A note from Wells Fargo said the bipartisan Congress means the odds of "significant, market-moving legislation are minimal," not threatening the outlook for continued solid economic growth and moderate inflation.

Torsten Slok, chief international economist at Deutsche Bank, said "gridlock" from a split Congress has "historically been bullish for equities and we expect to see the same pattern again."

But Berenberg Capital Economics offered a gloomier prognostication, eyeing "even more Congressional dysfunction -- if that is possible" that could elevate the odds of a government shutdown.

"We expect the highly partisan and polarized next session of Congress with split powers between the two political parties to lead to significant political rancor and theatrics but little meaningful legislation," Berenberg said.

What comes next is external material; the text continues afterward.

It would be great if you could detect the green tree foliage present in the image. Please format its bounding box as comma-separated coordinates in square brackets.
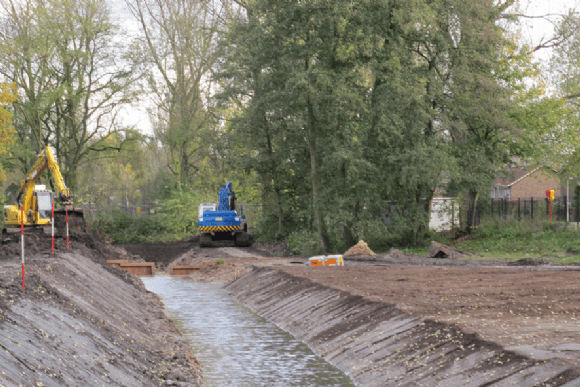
[217, 0, 516, 251]
[0, 84, 16, 181]
[0, 0, 139, 188]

Goldman Sachs said the election would yield no major changes on taxes or trade. Goldman said enactment of bipartisan infrastructure investment "seems unlikely," although other analysts viewed the election outcome as beneficial to that long-stalled initiative.

Goldman said the Democratic win in the House opened the door to potential passage of legislation to limit drug prices, an objective Trump has also emphasized at times. 

Still, shares of drug companies were generally higher Wednesday, suggesting investors still do not see any legislation as significantly denting pharma profits.

Technology shares were another outperformer, with Amazon gaining 4.5 percent, Google parent Alphabet 2.4 percent and Microsoft 3.5 percent.